В романе, который я в свое время затеял («Смех за левым плечом»), я постепенно и последовательно подошел бы к этому месту биографии своего лирического героя, и все было бы понятно само собой. Но обстоятельства торопят меня. По всей вероятности, мне удастся закончить только первую часть романа, доведя своего героя до семилетнего возраста. Значит, перекидываясь сразу в конец (Бог с ним, с остальным романом, но эти события я описать должен), мне придется несколькими фразами восполнить отсутствие многих и многих глав. Не для того, чтобы обозначить канву событий и всю эволюцию героя, ради которой и задуман роман, но для того, чтобы дать понятие о том, каков я был к началу описываемых событий, то есть к моменту встречи с Кириллом Бурениным. Без этого было бы непонятно, между прочим, и его настойчивое стремление познакомиться со мной, подсылание молодого поэта как посредника да и все, что произошло дальше.

Самая короткая характеристика: член ВЛКСМ с 1939 года, член КПСС с 1952 года, член Союза советских писателей с 1954 года, член редколлегии «Литературной газеты», заместитель председателя Московской писательской организации, член Комитета по присуждению Ленинских премий.
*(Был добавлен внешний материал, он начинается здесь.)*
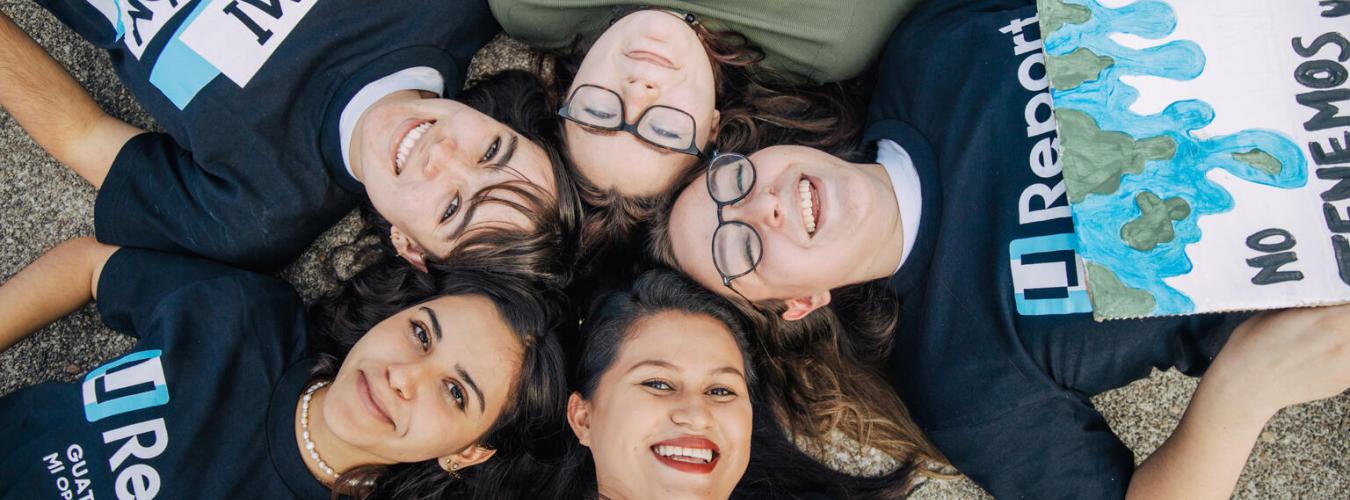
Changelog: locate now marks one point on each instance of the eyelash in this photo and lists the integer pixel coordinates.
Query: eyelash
(492, 150)
(419, 333)
(451, 388)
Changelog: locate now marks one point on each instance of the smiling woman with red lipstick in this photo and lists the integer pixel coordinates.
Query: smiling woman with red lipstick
(663, 408)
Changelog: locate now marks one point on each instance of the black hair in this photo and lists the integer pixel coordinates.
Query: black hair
(546, 252)
(535, 406)
(778, 468)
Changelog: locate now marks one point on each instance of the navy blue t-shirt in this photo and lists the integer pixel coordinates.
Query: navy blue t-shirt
(203, 407)
(995, 350)
(250, 95)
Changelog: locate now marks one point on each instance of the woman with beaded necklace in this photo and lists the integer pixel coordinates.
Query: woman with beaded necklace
(402, 384)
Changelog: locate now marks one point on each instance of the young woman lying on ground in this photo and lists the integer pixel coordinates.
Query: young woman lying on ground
(265, 149)
(999, 379)
(405, 384)
(667, 406)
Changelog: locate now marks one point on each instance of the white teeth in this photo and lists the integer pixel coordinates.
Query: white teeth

Примерно к этому же времени относится одно курьезное происшествие. Еще будучи разъездным очеркистом «Огонька», я написал «Владимирские проселки», после которых сразу почувствовал себя, что называется, невестой на выданье. Со всех сторон стали поступать самые заманчивые предложения. Кривицкий, например, привез меня на дачу к Константину Михайловичу Симонову, и там под рябиновую домашнюю настойку они целый вечер буквально уламывали меня идти к ним в «Новый мир» (Симонов — главный редактор, Кривицкий — его заместитель) членом редколлегии, заведовать прозой «Нового мира». Кто хоть немного знает[1] этих людей, их мертвую хватку, тот поймет, какого труда мне стоило удержаться от соблазна. Должен сказать, что, отказываясь, я не руководствовался почти никакими соображениями нашей внутрисоюзписательской литературной политики, а исключительно тем, что «мне некогда будет писать». Ведь коэффициент прочитанных и вышедших в журнале вещей — шесть к одному. То есть на каждый печатный лист прозы, вышедшей в журнале, заведующий отделом читает шесть печатных листов текста, то есть приблизительно сто двадцать листов в месяц (для несведующих — в одном печатном листе 24 страницы машинописного текста. 120 листов = 2880 страниц). Но надо ведь и организовать эти вещи, держать постоянную связь с писателями, надо ведь и сидеть по многу часов на редколлегии, разговаривать с авторами. Когда же тут писать самому? Я был на взлете. Уже начата «Капля росы», уже писался роман «Мать-мачеха», уже задумано было десятка три рассказов, не забывал и стихи. Если и были какие-то иные маленькие соображения в дополнение ко всему только что изложенному, так это следующие. Интуиция подсказывала мне, что сами Симонов и Кривицкий скоро из «Нового мира» уйдут. Так зачем же они меня туда тянут? Я буду «их кадр», а работать останусь с другим главным редактором, который, возможно, захочет иметь заведующим отделом прозы своего человека. Значит, меня попросят уйти с занимаемой должности. Не каждый понимает внутреннюю механику событий. Получится, что я ухожу как не справившийся с работой. В то же время секретарь Союза писателей Василий Александрович Смирнов, наиболее ортодоксальный из всех секретарей Союза писателей, внушал мне: «Мы не хотим, чтобы ты шел к ним в „Новый мир“. Тем самым ты их подопрешь плечом, поддержишь».

вернуться

1

Надо бы написать «знал», оба уже в могиле. Но писалось это в 1976 году, когда они еще здравствовали.